Moçambique enfrenta uma grave crise humanitária em meio à época chuvosa que já resultou na destruição de cerca de 5 mil casas e deixou 82 mil outras inundadas. Além disso, 56 unidades sanitárias foram afetadas, contribuindo para um quadro alarmante de saúde pública. As autoridades nacionais confirmaram a morte de pelo menos 120 pessoas, enquanto seis permanecem desaparecidas e 99 estão feridas.
De acordo com o porta-voz do governo, Inocêncio Impissa, o orçamento previamente aprovado não atende às crescentes necessidades dos deslocados e das comunidades afetadas. O governo estima que seja necessário um reforço orçamentário de aproximadamente US$ 6,6 mil milhões para fornecer assistência humanitária, principalmente para áreas críticas como saúde e alimentação.
A crise em Moçambique exacerba vulnerabilidades criadas por ciclones anteriores, com o Fundo de População das Nações Unidas (Unfpa) ressaltando que a situação atual também agrava um surto de cólera em curso. A agência aponta que são necessários pelo menos US$ 11,5 milhões para uma resposta humanitária efetiva, mas até agora apenas 6% desse montante foi arrecadado, resultando em um déficit significativo.
Os riscos à saúde aumentaram e a prestação de serviços relacionados à saúde sexual e reprodutiva tem sido seriamente comprometida. Dados do Unfpa indicam que entre os afetados, cerca de 164 mil mulheres estão em idade reprodutiva, sendo que ao menos 11.532 estão grávidas. Em resposta a essa situação, mais de 3,5 mil kits de dignidade estão sendo mobilizados na província de Gaza, com o objetivo de garantir a higiene e a segurança das mulheres e meninas.

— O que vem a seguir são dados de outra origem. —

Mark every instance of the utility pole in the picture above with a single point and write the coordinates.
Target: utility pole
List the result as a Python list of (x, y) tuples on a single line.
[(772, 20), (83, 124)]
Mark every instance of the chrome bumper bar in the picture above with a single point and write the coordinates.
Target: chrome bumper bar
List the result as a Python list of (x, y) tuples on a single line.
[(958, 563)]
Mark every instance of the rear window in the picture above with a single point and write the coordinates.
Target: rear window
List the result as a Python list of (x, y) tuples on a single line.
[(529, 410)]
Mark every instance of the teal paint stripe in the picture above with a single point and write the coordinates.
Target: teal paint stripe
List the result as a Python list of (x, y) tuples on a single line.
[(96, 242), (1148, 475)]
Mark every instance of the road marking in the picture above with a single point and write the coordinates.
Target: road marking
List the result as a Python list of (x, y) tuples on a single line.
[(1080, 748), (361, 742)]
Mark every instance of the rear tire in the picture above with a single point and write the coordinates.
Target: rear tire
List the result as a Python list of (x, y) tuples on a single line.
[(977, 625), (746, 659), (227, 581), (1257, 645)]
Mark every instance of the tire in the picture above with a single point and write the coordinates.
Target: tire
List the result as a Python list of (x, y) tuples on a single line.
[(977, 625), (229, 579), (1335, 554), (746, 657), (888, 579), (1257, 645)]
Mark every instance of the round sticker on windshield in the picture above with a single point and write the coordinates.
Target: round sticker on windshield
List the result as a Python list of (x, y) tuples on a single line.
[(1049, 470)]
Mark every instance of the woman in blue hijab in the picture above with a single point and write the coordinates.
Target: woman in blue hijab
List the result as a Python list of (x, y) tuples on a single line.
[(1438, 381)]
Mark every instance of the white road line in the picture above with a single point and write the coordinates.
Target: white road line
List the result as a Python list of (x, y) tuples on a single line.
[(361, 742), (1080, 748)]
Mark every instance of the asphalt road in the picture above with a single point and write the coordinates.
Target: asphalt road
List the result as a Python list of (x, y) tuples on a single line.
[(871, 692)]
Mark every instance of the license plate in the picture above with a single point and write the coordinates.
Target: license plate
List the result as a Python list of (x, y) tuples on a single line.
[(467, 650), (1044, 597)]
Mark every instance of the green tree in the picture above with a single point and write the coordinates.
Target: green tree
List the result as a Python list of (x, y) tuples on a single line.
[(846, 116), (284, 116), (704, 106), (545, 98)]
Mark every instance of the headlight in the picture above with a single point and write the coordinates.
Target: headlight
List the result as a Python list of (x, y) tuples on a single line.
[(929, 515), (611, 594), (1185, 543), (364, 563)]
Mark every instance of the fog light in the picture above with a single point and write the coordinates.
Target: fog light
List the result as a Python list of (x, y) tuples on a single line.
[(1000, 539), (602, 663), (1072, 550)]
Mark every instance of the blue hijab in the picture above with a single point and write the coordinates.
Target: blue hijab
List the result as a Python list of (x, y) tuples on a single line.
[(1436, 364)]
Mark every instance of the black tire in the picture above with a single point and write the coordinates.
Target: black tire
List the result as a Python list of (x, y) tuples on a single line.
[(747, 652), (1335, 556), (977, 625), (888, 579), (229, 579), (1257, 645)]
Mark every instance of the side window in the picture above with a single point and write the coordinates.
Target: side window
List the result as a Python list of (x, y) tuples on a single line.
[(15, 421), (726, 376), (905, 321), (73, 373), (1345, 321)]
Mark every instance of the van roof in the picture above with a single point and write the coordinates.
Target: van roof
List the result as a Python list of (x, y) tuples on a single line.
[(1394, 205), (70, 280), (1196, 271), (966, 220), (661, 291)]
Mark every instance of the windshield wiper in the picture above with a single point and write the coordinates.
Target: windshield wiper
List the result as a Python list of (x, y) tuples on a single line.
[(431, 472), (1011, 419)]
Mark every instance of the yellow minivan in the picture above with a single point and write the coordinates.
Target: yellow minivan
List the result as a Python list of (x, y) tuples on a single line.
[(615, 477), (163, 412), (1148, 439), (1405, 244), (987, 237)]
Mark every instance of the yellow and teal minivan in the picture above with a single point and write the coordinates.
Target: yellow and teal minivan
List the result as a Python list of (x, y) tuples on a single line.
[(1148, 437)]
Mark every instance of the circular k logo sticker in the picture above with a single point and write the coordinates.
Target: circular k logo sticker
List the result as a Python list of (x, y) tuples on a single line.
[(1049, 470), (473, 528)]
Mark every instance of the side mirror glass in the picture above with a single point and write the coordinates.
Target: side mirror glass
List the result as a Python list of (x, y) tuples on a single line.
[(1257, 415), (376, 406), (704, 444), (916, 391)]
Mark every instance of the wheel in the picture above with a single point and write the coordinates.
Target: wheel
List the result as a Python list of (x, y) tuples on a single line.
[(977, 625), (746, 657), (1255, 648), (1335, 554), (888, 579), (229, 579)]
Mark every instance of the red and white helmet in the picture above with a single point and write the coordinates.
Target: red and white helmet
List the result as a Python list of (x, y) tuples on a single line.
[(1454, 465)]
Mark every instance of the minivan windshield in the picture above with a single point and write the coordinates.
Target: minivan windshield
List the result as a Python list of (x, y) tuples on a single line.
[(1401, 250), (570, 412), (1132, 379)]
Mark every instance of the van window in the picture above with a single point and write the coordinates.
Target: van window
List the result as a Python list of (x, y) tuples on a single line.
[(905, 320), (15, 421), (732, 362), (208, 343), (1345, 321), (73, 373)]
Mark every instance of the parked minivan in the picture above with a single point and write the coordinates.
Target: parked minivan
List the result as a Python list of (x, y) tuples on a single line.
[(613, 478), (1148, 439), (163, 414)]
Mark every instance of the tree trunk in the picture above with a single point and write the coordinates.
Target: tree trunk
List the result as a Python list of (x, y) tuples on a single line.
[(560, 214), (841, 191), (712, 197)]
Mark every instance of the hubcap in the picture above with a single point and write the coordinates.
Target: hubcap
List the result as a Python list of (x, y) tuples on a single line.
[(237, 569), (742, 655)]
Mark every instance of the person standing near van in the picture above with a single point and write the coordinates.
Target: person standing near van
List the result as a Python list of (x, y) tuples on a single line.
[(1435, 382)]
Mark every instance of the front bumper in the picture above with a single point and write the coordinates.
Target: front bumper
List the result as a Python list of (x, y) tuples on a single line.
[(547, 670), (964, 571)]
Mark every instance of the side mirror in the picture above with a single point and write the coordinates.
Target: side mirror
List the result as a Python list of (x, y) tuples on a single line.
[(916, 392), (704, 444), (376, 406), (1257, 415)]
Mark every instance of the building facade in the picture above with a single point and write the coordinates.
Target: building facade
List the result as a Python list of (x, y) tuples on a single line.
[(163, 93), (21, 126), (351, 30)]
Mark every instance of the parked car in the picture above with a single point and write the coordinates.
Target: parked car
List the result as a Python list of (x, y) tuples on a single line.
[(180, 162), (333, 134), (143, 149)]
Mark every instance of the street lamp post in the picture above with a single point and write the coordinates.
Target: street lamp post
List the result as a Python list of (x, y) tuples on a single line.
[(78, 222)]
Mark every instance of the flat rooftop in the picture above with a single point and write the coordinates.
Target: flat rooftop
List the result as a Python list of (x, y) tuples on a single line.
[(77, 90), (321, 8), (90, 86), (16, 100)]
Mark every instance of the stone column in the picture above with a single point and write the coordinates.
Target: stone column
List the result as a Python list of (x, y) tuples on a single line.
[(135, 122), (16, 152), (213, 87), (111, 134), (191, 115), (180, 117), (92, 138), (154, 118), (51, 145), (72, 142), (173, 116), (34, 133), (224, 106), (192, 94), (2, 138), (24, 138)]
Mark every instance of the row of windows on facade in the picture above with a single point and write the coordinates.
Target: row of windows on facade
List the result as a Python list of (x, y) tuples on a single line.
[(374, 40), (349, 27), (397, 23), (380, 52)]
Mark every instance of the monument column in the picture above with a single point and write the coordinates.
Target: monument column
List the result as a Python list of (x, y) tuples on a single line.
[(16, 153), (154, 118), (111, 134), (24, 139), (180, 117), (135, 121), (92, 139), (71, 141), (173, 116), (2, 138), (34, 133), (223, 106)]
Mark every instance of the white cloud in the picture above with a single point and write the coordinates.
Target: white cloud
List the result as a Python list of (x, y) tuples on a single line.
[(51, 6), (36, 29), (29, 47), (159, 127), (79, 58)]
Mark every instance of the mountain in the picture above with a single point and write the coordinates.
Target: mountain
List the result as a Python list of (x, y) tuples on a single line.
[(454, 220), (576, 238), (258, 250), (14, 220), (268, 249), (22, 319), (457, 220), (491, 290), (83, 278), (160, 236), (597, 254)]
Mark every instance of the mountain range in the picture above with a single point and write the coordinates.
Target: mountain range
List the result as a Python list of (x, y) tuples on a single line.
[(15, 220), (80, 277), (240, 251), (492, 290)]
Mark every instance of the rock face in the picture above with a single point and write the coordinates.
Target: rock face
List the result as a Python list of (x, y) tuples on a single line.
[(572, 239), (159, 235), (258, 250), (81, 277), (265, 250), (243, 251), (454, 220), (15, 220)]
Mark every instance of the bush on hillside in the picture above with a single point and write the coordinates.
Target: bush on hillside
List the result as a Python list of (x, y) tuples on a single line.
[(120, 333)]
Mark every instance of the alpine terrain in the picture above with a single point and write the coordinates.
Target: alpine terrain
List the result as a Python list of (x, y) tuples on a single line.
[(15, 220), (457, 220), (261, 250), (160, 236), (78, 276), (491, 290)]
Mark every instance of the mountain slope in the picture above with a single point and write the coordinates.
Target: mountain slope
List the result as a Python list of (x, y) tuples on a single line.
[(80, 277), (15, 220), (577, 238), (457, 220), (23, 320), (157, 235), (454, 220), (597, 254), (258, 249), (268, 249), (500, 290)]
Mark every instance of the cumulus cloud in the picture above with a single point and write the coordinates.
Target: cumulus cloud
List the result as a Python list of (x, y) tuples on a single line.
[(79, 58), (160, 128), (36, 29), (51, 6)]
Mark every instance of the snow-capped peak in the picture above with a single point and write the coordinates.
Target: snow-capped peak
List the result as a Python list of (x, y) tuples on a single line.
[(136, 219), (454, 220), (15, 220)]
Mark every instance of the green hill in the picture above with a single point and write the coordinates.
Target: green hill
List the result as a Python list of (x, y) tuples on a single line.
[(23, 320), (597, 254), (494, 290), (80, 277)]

Gaza, a mais afetada pelas chuvas, recebeu 20 novas tendas de emergência para servir como instalações temporárias de saúde, dada a sobrecarga das estruturas existentes. O Unfpa Moçambique inicia sua resposta com os recursos disponíveis, mas um apoio adicional é essencial para que possam atender de forma eficaz as necessidades emergenciais da população.